Wintrow pushed the hair back from his eyes and stood as tall as he could. He walked to the edge of the foredeck and looked down on them all. “No one commands me on the deck of my own ship!” He threw the words down at them and waited to see what would happen.

“Your ship? You, made a slave by your father's own hand, claim this ship as yours?” It was Sa'Adar who spoke, not one of the pirates. Wintrow took heart.

He did not look at Sa'Adar as he spoke but at the pirates who had turned to stare at him. “I claim this ship and this ship claims me. By right of blood. And if you think that true claim can be disputed, ask my father how well he succeeded at it.” He took a deep breath and tried to bring his voice from the bottom of his lungs. “The liveship Vivacia is mine.”

“Seize him and bring him here,” Sa'Adar ordered his map-faces disgustedly.

“Touch him and you all die!” Vivacia's tone was no longer that of a frightened child, but that of an outraged matriarch. Even anchored and grappled as she was, she contrived to put a rock in her decks. “Doubt it not!” she roared out suddenly. “You have soaked me with your filth, and I have not complained. You have spilled blood on my decks, blood and deaths I must carry with me forever, and I have not stirred against you. But harm Wintrow and my vengeance will know no end. No end save your deaths!”

The rocking increased, a marked motion that the Marietta did not match. The anchor rope creaked complainingly. Most unnerving for Wintrow, the distant serpents lashed the surface of the sea, trumpeting questioningly. The ugly heads swayed back and forth, mouths gaping as if awaiting food. A smaller one darted forward suddenly, to dare an attack at the white one, who screamed and slashed at it with myriad teeth. Cries of fear arose from Vivacia's deck as slaves retreated from the railings and from the foredeck, to pack themselves tightly together. From the questioning tones of the cries, Wintrow surmised that few of them had any understanding of what the liveship was.

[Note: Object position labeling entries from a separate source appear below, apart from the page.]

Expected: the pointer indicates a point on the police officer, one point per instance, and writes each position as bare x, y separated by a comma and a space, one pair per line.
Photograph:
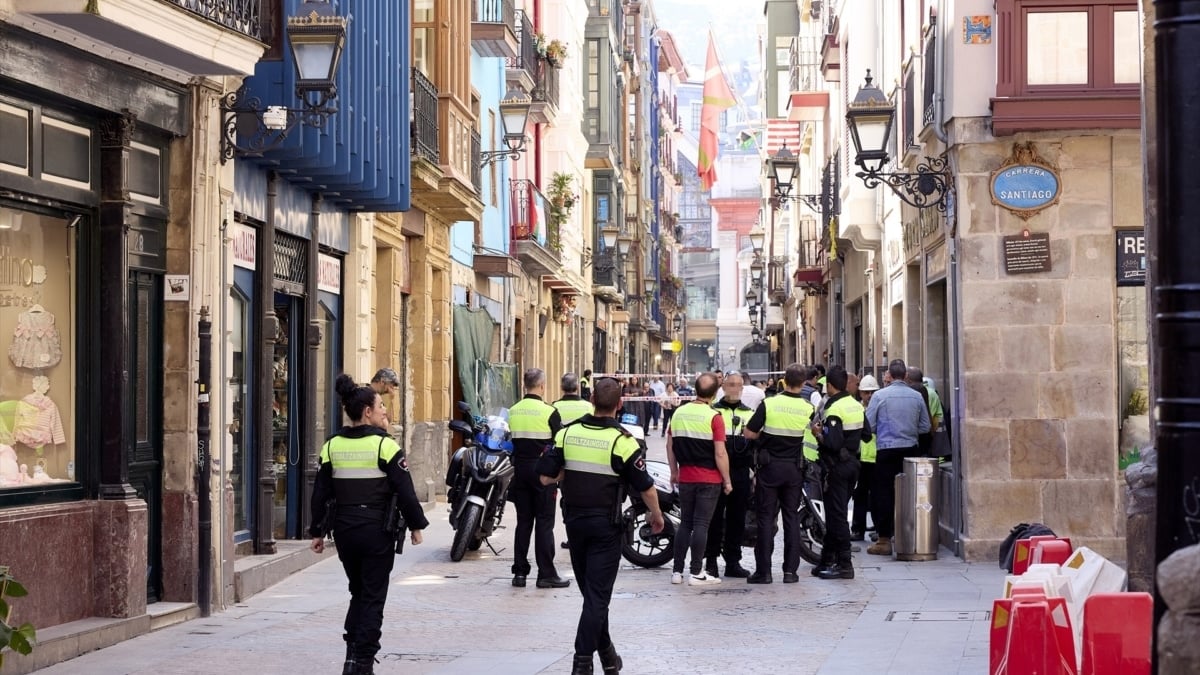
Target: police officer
533, 424
594, 459
839, 431
571, 406
361, 467
730, 519
781, 424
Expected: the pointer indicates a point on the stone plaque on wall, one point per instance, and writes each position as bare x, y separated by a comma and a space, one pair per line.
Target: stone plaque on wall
1027, 252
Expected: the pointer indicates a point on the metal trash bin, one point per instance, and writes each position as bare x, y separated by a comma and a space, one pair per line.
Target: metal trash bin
917, 532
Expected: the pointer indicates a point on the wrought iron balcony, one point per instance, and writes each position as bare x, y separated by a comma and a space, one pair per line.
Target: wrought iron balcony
534, 239
522, 67
545, 93
239, 16
425, 118
493, 28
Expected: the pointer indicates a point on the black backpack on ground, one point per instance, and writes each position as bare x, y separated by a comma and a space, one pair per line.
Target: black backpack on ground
1023, 531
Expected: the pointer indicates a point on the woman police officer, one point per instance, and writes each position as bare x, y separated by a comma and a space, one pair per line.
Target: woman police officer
361, 467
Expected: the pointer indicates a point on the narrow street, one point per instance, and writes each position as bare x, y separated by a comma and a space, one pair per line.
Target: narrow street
447, 617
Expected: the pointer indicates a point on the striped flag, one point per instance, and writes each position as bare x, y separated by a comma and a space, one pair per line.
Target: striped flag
718, 97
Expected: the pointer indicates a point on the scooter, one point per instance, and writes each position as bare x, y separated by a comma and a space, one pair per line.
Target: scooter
478, 479
641, 545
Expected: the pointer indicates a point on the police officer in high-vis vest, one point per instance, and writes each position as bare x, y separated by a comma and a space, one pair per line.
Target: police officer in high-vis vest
571, 407
781, 426
597, 460
839, 430
361, 467
533, 424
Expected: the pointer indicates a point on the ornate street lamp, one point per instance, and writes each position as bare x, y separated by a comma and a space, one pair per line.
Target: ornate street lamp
317, 39
871, 118
514, 117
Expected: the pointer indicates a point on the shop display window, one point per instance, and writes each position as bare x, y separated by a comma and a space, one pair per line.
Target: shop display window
37, 282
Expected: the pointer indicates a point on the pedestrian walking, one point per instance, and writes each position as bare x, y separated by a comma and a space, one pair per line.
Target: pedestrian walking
595, 460
701, 470
729, 525
363, 472
839, 430
867, 388
898, 417
533, 424
781, 426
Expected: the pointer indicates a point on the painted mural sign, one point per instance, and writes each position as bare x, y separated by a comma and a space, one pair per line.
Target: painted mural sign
1025, 183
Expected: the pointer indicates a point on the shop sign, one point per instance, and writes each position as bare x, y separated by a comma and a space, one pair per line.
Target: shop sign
1027, 252
329, 274
1131, 257
1025, 183
244, 243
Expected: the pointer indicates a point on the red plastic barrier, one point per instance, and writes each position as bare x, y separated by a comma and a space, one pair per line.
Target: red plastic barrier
1117, 629
1031, 637
1053, 551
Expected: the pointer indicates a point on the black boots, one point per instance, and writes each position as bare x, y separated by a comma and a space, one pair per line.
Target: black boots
844, 568
582, 664
610, 659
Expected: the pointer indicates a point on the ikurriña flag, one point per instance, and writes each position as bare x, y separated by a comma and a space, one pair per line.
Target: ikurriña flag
718, 97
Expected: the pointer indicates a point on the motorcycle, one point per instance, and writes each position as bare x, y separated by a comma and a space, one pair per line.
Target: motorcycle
640, 544
478, 479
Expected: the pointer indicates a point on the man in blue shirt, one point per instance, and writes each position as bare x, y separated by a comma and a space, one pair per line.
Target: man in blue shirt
898, 416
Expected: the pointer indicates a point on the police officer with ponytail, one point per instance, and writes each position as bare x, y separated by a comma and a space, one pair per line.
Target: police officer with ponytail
363, 476
839, 430
595, 460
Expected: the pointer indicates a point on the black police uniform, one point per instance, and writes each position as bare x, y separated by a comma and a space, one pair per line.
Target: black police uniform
361, 466
599, 457
533, 424
843, 428
729, 524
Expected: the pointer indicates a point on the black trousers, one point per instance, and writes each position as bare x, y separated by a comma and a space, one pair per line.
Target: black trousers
863, 496
729, 525
595, 559
534, 505
778, 487
839, 482
888, 464
367, 555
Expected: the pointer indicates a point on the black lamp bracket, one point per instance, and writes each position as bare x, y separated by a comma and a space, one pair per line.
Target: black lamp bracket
245, 117
927, 187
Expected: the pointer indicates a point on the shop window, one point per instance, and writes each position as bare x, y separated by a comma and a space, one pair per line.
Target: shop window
1067, 65
37, 383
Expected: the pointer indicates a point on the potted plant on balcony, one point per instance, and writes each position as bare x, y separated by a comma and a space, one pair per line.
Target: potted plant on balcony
562, 202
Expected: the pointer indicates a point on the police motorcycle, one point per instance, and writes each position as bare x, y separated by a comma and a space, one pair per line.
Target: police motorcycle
640, 545
478, 479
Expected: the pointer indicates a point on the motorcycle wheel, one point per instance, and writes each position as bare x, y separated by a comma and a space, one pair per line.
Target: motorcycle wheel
468, 524
642, 547
811, 536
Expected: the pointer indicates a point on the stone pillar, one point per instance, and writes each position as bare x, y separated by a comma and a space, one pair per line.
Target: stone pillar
1179, 651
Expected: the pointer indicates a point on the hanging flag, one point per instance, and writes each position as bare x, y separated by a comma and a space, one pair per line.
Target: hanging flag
718, 97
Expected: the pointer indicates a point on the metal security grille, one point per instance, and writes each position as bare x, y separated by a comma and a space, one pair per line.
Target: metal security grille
291, 258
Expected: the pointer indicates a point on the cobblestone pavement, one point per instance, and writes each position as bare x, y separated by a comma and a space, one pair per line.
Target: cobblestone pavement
447, 617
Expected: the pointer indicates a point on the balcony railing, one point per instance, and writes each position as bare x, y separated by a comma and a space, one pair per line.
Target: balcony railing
493, 12
527, 55
424, 118
477, 171
240, 16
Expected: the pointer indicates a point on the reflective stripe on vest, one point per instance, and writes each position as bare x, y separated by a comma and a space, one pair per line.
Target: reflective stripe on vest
529, 418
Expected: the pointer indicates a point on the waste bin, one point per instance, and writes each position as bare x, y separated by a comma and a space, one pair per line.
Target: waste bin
917, 532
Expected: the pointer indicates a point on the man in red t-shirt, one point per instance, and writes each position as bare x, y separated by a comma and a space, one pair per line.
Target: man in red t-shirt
701, 469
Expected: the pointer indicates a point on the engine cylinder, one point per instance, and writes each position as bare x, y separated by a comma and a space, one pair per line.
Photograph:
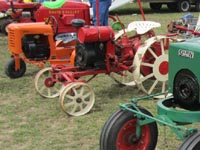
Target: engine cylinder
90, 34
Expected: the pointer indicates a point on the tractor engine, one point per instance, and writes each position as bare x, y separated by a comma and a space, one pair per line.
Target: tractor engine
36, 46
92, 46
184, 75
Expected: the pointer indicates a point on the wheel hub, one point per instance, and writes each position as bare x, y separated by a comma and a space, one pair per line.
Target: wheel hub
48, 82
160, 69
78, 100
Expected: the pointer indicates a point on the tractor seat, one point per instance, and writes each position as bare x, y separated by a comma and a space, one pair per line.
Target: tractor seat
53, 4
142, 27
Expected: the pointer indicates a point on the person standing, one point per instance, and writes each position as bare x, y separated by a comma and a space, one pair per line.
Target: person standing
103, 11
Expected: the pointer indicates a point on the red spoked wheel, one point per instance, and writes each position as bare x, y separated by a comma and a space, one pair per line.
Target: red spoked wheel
119, 132
151, 63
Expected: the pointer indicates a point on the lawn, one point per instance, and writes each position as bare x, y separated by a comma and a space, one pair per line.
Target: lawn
29, 121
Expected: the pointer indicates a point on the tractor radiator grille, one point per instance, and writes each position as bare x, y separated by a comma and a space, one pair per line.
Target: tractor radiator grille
11, 39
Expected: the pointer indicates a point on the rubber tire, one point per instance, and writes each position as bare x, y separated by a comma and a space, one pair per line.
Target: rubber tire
197, 6
116, 121
172, 6
186, 90
182, 3
155, 6
4, 25
191, 143
10, 69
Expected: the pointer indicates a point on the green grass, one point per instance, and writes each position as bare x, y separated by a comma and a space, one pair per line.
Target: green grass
28, 121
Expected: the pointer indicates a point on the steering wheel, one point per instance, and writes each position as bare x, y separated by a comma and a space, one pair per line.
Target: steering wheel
54, 23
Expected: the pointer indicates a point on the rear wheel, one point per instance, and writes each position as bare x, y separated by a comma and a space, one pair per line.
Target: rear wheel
12, 72
4, 27
192, 142
172, 6
119, 132
197, 6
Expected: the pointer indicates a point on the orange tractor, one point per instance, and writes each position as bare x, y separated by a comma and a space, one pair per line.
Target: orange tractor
52, 41
35, 43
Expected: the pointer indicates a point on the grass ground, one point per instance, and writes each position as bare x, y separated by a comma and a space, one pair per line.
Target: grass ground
28, 121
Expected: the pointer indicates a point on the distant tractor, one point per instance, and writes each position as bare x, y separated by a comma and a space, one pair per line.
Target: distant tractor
63, 11
134, 127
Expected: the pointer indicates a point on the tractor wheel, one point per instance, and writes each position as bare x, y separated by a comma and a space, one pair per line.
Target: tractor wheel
126, 79
77, 98
151, 65
155, 6
44, 84
10, 69
4, 27
172, 6
186, 90
192, 142
119, 132
184, 5
197, 6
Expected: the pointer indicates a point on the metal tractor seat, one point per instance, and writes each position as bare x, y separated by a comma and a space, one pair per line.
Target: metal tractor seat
53, 4
140, 27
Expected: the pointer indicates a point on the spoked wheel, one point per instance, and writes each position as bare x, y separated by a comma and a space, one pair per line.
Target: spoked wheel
151, 62
44, 84
77, 98
125, 79
119, 132
192, 142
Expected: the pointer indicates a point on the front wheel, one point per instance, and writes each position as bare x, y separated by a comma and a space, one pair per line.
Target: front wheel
184, 6
191, 143
12, 72
119, 132
155, 6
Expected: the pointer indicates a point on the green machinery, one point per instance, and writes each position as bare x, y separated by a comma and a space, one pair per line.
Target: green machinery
133, 127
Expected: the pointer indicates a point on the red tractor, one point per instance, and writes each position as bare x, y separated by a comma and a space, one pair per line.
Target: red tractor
63, 11
100, 51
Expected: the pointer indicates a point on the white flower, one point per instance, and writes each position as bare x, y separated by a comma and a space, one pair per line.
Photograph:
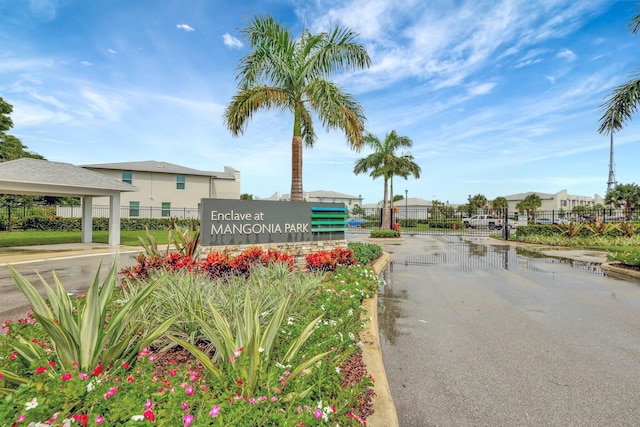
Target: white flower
32, 404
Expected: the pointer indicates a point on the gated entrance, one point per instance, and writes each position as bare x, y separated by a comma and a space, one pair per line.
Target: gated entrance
433, 221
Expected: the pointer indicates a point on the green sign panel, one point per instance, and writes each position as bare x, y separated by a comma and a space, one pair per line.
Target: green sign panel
238, 222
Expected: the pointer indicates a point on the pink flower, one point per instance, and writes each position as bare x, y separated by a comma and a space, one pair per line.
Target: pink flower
215, 410
188, 419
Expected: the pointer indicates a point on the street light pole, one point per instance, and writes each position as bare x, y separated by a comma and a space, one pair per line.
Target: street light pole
406, 211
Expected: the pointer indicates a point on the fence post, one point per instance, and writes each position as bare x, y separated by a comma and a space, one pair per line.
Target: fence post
505, 229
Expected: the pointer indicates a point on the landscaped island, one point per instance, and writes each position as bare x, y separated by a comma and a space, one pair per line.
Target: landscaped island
177, 341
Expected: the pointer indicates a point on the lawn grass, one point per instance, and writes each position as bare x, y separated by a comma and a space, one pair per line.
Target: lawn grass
32, 237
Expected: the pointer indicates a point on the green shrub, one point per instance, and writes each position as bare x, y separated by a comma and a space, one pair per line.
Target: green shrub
630, 257
365, 252
384, 233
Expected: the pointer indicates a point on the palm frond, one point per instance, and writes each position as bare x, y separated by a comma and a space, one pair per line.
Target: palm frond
621, 106
248, 101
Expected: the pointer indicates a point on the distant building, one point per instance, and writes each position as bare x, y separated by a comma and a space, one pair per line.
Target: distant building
555, 202
322, 196
167, 188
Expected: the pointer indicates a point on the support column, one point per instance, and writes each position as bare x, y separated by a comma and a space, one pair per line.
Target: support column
87, 219
114, 220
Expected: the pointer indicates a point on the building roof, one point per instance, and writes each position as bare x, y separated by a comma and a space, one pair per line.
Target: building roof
522, 196
42, 177
320, 194
162, 167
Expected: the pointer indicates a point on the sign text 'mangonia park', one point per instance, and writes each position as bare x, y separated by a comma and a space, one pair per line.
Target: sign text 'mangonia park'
228, 222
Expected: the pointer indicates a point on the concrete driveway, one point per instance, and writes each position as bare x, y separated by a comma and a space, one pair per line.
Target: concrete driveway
474, 333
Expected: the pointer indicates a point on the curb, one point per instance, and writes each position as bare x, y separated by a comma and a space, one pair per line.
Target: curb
611, 267
384, 414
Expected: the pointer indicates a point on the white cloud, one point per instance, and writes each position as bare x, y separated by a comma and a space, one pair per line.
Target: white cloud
231, 41
185, 27
481, 89
567, 54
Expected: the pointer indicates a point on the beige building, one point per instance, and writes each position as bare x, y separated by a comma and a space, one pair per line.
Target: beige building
322, 196
167, 189
554, 202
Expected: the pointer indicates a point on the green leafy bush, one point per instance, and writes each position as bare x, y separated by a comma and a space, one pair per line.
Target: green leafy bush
269, 392
630, 257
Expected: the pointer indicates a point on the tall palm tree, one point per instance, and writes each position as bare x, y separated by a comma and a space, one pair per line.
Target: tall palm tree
291, 74
402, 166
624, 100
384, 163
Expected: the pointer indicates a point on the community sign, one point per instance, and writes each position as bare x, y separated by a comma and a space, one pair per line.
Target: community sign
238, 222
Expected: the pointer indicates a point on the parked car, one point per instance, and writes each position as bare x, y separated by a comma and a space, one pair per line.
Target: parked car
543, 221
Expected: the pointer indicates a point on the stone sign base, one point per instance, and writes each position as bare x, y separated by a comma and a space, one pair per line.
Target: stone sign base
298, 250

Suddenly a woman broke free of the pirate group, to race across the deck and then swarm up onto the foredeck. Wintrow had never seen anything like her. She was tall and lean, her hair cropped close. The rich fabric of her skirts and loose shirt were soaked to her body, as if she had stood watch on deck all night, yet she looked no more bedraggled than a wet tigress would. She landed with a thud before him. “Come down,” she said to him, and her eyes made it more a command than her voice did. “Come down to him now. Don't make him wait.”

He did not answer her. Instead he spoke to the ship. “Don't fear,” he told her.

“We are not the ones who need to fear,” Vivacia replied. He had the satisfaction of seeing the woman's face go blank with astonishment. It was one thing to hear the liveship speak, another to stand close enough to see the angry glints in her eyes. She glowered scornfully at the woman on her deck. The Vivacia gave a sudden shake to her head that tossed her carved tresses back from her face. It was a womanly display, a challenge from one man's female to another. The woman brushed back from her brow the short black strands that had fallen over her forehead and returned the figurehead's stare. For an instant it shocked Wintrow that the two could look so different and yet so frighteningly alike.